While metal prices are volatile, we view the strong restart of China's economy combined with global synchronised stimulus as key sources of support for demand fundamentals.
Depending on the commodity pricing scenario, we forecast RIO to sustain dividend yields of 5-7% over the next three years.
We view this yield profile as likely to see RIO's market valuation remain supported over the next year, with further upside potential.
Narrowing our focus on JuneQ and H1'20 results
RIO is due to release its June quarter operational result on 17 July, and its half year earnings on 29 July.
For its quarterly we expect a strong performance from RIO's flagship West Australian iron ore business, supported by strong iron ore export data.
While we also anticipate a strong set of numbers from RIO's first half earnings: 1H20F NPAT US$3,680m (vs consensus US$4,183m) and interim dividend of US$1.59 per share (vs consensus US$1.45).
With gearing already at low levels and CY20F capex guidance recently reduced to US$5-$6bn, we see little gaps in RIO's robust earnings and free cash flow (FCF) generation.
Virus costs vs weaker dollar
In terms of operating cost performance, we expect this half will see a case of rising costs from operational changes stemming from Covid-19 restrictions, versus a weaker Australian dollar and some incremental efficiency gains.

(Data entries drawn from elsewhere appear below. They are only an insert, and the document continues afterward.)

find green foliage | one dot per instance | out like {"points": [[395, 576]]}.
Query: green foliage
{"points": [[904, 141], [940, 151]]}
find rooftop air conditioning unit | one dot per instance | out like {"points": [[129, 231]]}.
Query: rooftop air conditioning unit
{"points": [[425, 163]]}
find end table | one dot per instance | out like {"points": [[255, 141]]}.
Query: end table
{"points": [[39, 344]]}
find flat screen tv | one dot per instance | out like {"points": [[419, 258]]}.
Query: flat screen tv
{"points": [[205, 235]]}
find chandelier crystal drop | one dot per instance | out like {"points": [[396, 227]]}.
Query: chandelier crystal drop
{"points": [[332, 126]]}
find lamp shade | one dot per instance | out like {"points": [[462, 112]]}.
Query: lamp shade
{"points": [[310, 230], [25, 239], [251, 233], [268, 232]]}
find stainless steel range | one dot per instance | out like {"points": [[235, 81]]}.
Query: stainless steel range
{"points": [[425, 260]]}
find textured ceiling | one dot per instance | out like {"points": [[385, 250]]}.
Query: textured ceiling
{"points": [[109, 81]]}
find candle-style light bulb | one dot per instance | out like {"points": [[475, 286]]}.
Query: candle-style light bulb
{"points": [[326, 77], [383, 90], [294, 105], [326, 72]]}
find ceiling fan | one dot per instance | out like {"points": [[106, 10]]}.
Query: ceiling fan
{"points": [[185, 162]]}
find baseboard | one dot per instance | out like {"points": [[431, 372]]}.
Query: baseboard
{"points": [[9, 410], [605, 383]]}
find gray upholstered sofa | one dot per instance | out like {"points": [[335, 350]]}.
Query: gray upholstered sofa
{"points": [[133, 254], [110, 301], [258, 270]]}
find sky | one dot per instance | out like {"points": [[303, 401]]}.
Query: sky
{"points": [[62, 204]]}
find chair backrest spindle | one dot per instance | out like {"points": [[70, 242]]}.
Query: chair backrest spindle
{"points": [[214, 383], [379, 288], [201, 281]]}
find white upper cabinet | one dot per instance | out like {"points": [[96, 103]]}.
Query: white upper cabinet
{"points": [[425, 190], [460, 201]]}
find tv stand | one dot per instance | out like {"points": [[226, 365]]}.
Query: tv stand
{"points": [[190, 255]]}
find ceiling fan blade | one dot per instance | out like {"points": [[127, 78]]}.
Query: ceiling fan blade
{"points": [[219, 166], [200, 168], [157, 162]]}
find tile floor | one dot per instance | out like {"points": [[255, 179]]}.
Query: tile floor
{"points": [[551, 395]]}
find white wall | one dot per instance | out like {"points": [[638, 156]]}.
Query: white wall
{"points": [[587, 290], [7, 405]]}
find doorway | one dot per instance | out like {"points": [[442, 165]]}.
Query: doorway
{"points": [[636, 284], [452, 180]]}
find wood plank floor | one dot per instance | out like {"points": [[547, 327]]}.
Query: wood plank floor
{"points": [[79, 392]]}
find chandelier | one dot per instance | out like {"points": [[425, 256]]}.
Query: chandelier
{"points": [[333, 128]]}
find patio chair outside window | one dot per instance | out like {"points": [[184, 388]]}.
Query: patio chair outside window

Net of factoring in these changes, we have lifted our medium-term forecasts for operating expenses across RIO's iron ore, copper and aluminium operations.
This has seen our EPS forecasts reduced in CY20F -27%, CY21F -13%, and CY22F -6%.
Maintain Add rating
We have also mark-to-market metal prices, rolled our model forward, and trimmed RIO's WACC to 8.5% (from 9.3%).
The resilience of iron ore prices has remained a core support for RIO's strong earnings in recent years.
While we see some potential for iron ore to moderate in the second half (recovering Brazil supply, lingering economic fallout from virus, etc.) we expect RIO to continue to generate substantial FCF.
We maintain our Add rating with a revised target price (Morgans clients can login to view detailed reports and price targets). The key risk to our call remains demand conditions (metal prices).